Main

Sir,

Pterygium is a triangular1 fibrovascular neoformation2 arising from the conjunctiva and encroaching the cornea.1 This condition is often responsible for irregular with-the-rule astigmatism related to mechanical traction or pooling of tears in front of the pterygium head.3 We report a case that outlines the role played by mechanical traction on corneal topographic and structural changes.

Case report

A 77-year-old female patient presented with the complaint of a decreased visual acuity on the right side. The patient had undergone uneventful phacoemulsification with posterior chamber lens implantation a year previous to examination. Central corneal curvature measured with an automated keratometer (Nikon Speedy K) was 11.04 mm (175°)/8.45 mm (85°) OD and 8.32 (85°)/8.08 (175°) OS. Best-corrected visual acuity OD was 6/12 with a +1.25 correction.

Slit-lamp examination on the right side showed a mildly fleshy nasal pterygium, graded T2 in Tan's classification4 with a 3 mm horizontal encroachment onto the cornea (Figure 1). Three radial Descemet's membrane folds were visible in front of the pterygium head (Figure 1). The semilunar fold was displaced temporally and its direction was oblique rather than vertical (Figure 1). The rest of the examination on the right side was unremarkable except for pseudophakia. Examination on left side only showed a nuclear cataract limiting corrected visual acuity to 6/18.

Figure 1
figure 1

Descemet's folds radiate from the pterygium head and are best observed when the patient looks temporally as the traction exerted on the cornea is increased. The semilunar fold is displaced temporally and obliquely tilted. This ectopia is another consequence of the pterygium traction.

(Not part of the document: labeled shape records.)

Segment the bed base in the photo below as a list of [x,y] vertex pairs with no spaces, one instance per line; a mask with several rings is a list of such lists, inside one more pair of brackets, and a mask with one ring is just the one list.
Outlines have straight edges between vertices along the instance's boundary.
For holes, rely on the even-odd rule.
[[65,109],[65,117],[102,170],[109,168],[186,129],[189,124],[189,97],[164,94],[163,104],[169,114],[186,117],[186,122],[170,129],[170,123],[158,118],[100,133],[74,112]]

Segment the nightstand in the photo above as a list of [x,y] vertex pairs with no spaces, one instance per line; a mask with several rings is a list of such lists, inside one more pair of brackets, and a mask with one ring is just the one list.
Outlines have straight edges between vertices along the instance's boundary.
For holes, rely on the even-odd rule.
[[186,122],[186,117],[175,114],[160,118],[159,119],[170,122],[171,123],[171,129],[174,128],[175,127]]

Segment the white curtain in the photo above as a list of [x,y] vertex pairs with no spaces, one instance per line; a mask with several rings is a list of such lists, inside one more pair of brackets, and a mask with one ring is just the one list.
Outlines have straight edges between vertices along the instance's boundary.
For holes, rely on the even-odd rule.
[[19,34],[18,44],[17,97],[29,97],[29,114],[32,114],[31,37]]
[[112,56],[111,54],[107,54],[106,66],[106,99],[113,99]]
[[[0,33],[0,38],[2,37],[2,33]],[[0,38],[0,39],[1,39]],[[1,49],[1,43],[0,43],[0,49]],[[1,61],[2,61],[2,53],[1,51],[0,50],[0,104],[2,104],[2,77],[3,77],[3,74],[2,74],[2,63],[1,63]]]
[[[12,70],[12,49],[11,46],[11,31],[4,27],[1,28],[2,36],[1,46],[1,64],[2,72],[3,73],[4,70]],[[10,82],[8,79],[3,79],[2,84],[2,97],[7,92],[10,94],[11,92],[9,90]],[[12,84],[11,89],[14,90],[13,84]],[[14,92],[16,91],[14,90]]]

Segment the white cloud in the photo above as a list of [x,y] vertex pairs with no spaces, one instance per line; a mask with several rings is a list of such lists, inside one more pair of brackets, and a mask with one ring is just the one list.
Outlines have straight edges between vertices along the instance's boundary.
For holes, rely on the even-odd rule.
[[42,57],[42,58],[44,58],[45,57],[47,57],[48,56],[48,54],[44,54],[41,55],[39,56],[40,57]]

After 2 weeks, the patient underwent a right pterygium excision followed by conjunctival autograft under local anaesthesia. The day after surgery, the radial Descemet's membrane folds had disappeared (Figure 2). At 6 months after surgery, no recurrence was noted. Corneal curvature measured with the same method as preoperatively was 8.43 (85°)/8.10 (175°). The patient achieved 6/7.5 with a +1.25 correction.

Figure 2
figure 2

Descemet membrane folds disappeared the day following pterygium removal followed by conjunctival autograft. This photograph, taken a week after surgery shows complete resolution of the folds. Best-corrected visual acuity is 6/7.5.

Comment

Pterygium is known to cause traction on the cornea,3 resulting in irregular, hemimeridian with-the-rule astigmatism.3, 5 In our patient, traction resulted in Descemet's membrane radial folds. It is possible that the intraocular pressure decrease that occurred during the phacoemulsification procedure, performed a year previous to initial examination, favoured the folds development through less corneal resistance to pterygium traction. Disappearance of the folds on the first day following pterygium removal proves that the folds were related to pterygium traction on the cornea. Traction relief led to a complete keratometric resolution of with-the-rule astigmatism6 and even a shift to a moderate against-the-rule astigmatism making eventually corneal curvatures quite similar on both sides. In our patient, fibrovascular traction was the cause of structural and topographic corneal changes even though the pooling of tears at the pterygium head is known to play an important role on corneal topography in most cases.7

Even though preoperative automated keratometry showed a high with-the-rule astigmatism on the right side, the patient's subjective refraction was spherical. It is known, however, that the induced irregular astigmatism caused by pterygia is not always apparent by subjective refraction.8 Visual recovery with a spherical subjective refraction 6 months after pterygium removal retrospectively proves that irregular hemimeridian3 astigmatism (with presumably a much flatter cornea on the nasal side) and probably the Descemet's membrane folds themselves were the cause for patient's decreased visual acuity.

In the case of extended pterygia, fibrous tissue creates strong adhesions with the medial canthus structures5 resulting in a traction effect at both pterygium extremities.5 In our opinion, the semilunar fold temporal ectopia is thus explained.

Buratto reports having observed, in very advanced pterygia, fine Descemet's membrane striae when the patient is asked to look temporally, this manoeuvre resulting in a dynamic corneal deformation.5 Our patient presented proper radial Descemet's membrane folds visible in primary position of gaze and slightly more obvious in abduction. In our opinion, this sign is extremely rare as the presented patient is the only one in which the authors observed it. This sign may sometimes be overlooked in cases involving inner cornea visualisation difficulties. Patients with a large hood or with recurrent pterygia in whom stromal opacities sometimes remain at the excision site may represent such cases.